With almost eight in ten UK adults (79%) saying their cost of living continues to rise month by month, according to the latest Office for National Statistics (ONS) data, more people are looking for ways to protect their savings and investments from inflation and economic uncertainty.
At the same time, demand for gold has surged. According to the World Gold Council, total global gold demand reached 1,231 tonnes in the first quarter of 2026, while the value of demand jumped 74% year-on-year to a record US$193 billion.
Demand for gold bars and coins rose 42%, making it the second-highest quarter on record.
As more investors turn to gold, one question keeps coming up. How much should you actually own? According to Matthew Jones, Precious Metals Analyst and Co-Founder of Britannia Bullion, there is no one-size-fits-all answer, but for many people, a sensible allocation is typically between 5% and 15% of their overall wealth.
“One of the most common questions we hear is ‘How much gold should I own?’ There isn’t a magic percentage that works for everyone because every investor’s circumstances, objectives and attitude to risk are different. What there is, however, is a sensible framework that can help people determine what is right for them.”
Unlike shares, property or pensions, gold does not generate income. Its role is different.
“Gold’s primary purpose isn’t growth.

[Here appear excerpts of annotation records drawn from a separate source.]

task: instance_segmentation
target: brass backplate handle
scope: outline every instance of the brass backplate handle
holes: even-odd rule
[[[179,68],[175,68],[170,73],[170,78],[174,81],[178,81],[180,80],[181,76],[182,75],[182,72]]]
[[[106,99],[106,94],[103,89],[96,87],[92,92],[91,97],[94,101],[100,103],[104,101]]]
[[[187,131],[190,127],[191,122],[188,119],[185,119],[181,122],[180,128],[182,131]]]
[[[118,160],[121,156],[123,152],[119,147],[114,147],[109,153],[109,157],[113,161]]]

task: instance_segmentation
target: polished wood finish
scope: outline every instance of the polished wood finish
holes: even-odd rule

It’s preservation. Gold sits outside the traditional financial system. It can help diversify wealth away from currencies, banks, debt markets and financial promises, while providing a degree of protection during periods of inflation, market volatility or geopolitical uncertainty,” says Jones.

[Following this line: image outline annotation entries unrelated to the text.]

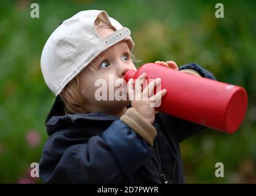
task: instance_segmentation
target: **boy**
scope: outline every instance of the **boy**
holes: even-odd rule
[[[108,81],[111,74],[116,80],[136,70],[130,34],[105,11],[87,10],[64,21],[47,41],[41,69],[57,97],[46,121],[49,137],[39,162],[44,182],[185,183],[179,142],[205,127],[150,107],[166,89],[146,93],[146,100],[95,99],[97,79]],[[156,63],[178,70],[174,61]],[[195,64],[179,69],[215,80]],[[148,85],[160,83],[158,78]]]

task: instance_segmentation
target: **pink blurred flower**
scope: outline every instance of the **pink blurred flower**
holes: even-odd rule
[[[26,134],[26,140],[30,146],[36,147],[40,144],[41,135],[37,130],[30,130]]]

Before deciding how much gold to own, Jones says investors should first consider the role they want gold to play, and think about what 5% to 15% looks like in practice.
For someone with investments and savings worth £100,000, a 5% allocation would mean holding around £5,000 in gold. At this level, gold acts as a form of financial insurance without changing the overall make-up of a portfolio greatly. For someone with £250,000 of investments and savings, a 10% allocation would equate to around £25,000 in gold.

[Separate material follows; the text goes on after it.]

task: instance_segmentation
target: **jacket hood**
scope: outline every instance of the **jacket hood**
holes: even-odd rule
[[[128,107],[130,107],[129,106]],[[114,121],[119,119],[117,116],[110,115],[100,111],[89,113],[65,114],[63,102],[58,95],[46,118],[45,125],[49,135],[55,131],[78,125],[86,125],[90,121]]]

Jones says many investors view a 10% allocation as a measured approach, providing exposure to gold while maintaining investments in growth assets such as shares and property, as well as building a store of value outside the financial system.
At 15%, gold becomes a more substantial component of a portfolio and may appeal to investors who are approaching retirement, have already built up wealth, or are particularly focused on preserving capital.
However, Jones warns that investors should be cautious about allocating significantly more than this without a clear reason. Gold can play an important role within a diversified portfolio, but it shouldn’t be viewed as a cure-all. Investors still need exposure to a range of different assets and investment types.